I am still in amazement that all the mindless banter that goes on on this site has actually amounted to something good.... :blink:


----------



## MAULEMALL (May 16, 2010)

I'm with Robie

Christmas is always going to be
1) Kids 
2) Toys

And The Marines are My Guys.:laughing:


----------



## Driftweed (Nov 7, 2012)

Another vote to keep it as needed and toys for tot's. I hate greedy charities who wind up giving diddly squat.

We also need to setup a cash fund, I don't post enough to matter (points wise) but would gladly fork over a $100 bill here and there.


----------



## TxElectrician (May 21, 2008)

Another vote for keeping it Toys for Tots


----------



## [email protected] (Nov 17, 2014)

My vote is Toys for Tots 

I say keep the Christmas time donations for the children.


----------



## TxElectrician (May 21, 2008)

Cricket, thanks for not taking the bashing personal and getting an attitude, but rather working to make this happen.


----------



## [email protected] (Nov 17, 2014)

TxElectrician said:


> Cricket, thanks for not taking the bashing personal and getting an attitude, but rather working to make this happen.



Agreed, Cricket you did an excellent job at making this happen!


----------



## Admin (Dec 10, 2003)

We will keep the Hope account specifically for Marine Toys for Tots.

We can always add another account if y'all decide you want to donate points for another cause as well. Who knows, maybe by the end of the year we will have, Faith, Hope, and Charity.


----------



## Dave in Pa (Oct 10, 2009)

Sorry, But I did not see the post on this issue!

As for myself, Cricket, PLEASE put my points to the Marine, Toys for Tots, at this time. I hope that it can be added and help out!

We have a son, 23, Sean, currently in the USMC and do/will/do anything to support them.

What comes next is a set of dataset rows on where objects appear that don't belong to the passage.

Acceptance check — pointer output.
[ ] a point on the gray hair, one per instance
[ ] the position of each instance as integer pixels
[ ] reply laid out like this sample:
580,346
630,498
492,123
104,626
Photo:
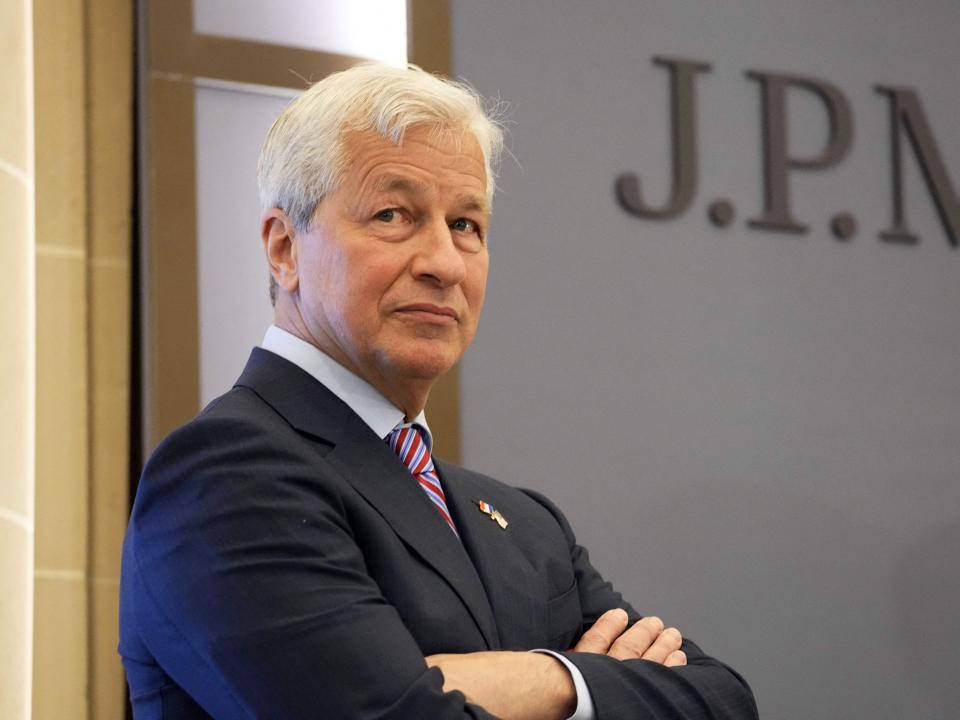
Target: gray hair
304,157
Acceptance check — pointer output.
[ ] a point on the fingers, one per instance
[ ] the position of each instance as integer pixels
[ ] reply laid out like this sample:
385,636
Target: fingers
676,659
637,640
668,642
605,631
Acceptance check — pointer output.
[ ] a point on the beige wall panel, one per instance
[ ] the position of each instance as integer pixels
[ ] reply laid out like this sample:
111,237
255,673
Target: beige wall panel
61,412
15,562
60,649
59,91
110,379
108,689
15,489
110,93
14,119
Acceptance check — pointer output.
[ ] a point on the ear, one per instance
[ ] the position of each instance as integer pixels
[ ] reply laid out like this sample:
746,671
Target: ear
279,243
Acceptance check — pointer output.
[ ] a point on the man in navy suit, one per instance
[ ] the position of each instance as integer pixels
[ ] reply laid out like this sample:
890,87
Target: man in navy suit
295,551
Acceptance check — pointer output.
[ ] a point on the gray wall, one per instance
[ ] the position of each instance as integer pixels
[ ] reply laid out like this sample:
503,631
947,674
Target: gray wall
755,434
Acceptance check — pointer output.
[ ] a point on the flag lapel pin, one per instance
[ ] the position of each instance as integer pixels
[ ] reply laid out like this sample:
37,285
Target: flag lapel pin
494,514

Thank-You, to, All of the Current/Past/Fallen/ members of the military, so we are where we are!

Thank-You and ALL 

Dave


----------



## Robie (Feb 25, 2005)

I just transferred all the points that ended up in my name over to HOPE.....7977 points.


----------



## Admin (Dec 10, 2003)

Dave in Pa said:


> Sorry, But I did not see the post on this issue!
> 
> As for myself, Cricket, PLEASE put my points to the Marine, Toys for Tots, at this time. I hope that it can be added and help out!
> 
> ...


We are working on next year now, so no worries. But, I cannot transfer your points. You can do so using the donate button in the rewards program. 

Username: Hope 
http://www.contractortalk.com/rewards/index.php?do=donate


----------



## The Coastal Craftsman (Jun 29, 2009)

Good to hear it all got sorted cricket. 

I say stick with toys for tots for now. Habitat I would be but they keep giving the houses to Mexicans in this area so I no longer offer them my time and I would prefer my points and cash don't go that route either.


----------



## Robie (Feb 25, 2005)

I'm probably staring right at it and don't see it....any way to monitor the points at HOPE?


----------



## TxElectrician (May 21, 2008)

maybe this thread should be a sticky so everyone can find it next year.


----------



## Hope (Dec 22, 2014)

Robie said:


> I'm probably staring right at it and don't see it....any way to monitor the points at HOPE?


Replying so we can see the points accrued.


----------



## Robie (Feb 25, 2005)

Hope said:


> Replying so we can see the points accrued.


Cool!

Thanks!


----------



## Calidecks (Nov 19, 2011)

Nothing better then giving toys to kids and babies.


----------



## tedanderson (May 19, 2010)

Voting for a charity is a bad idea. I am in agreement with the points going to buy toys. I don't care whether it's with through the marines or some other toy drive. Giving toys to children is the one thing that nobody can dispute. :thumbsup:


----------



## Frank Castle (Dec 27, 2011)

I also somehow missed the original thread.



TxElectrician said:


> maybe this thread should be a sticky so everyone can find it next year.


My Vote:
Toys for Tots.

I love it.
1 post
16,000 points.

On my way to donate mine now.


----------



## Admin (Dec 10, 2003)

Hey All, 

So I am going to donate the money this A.M. 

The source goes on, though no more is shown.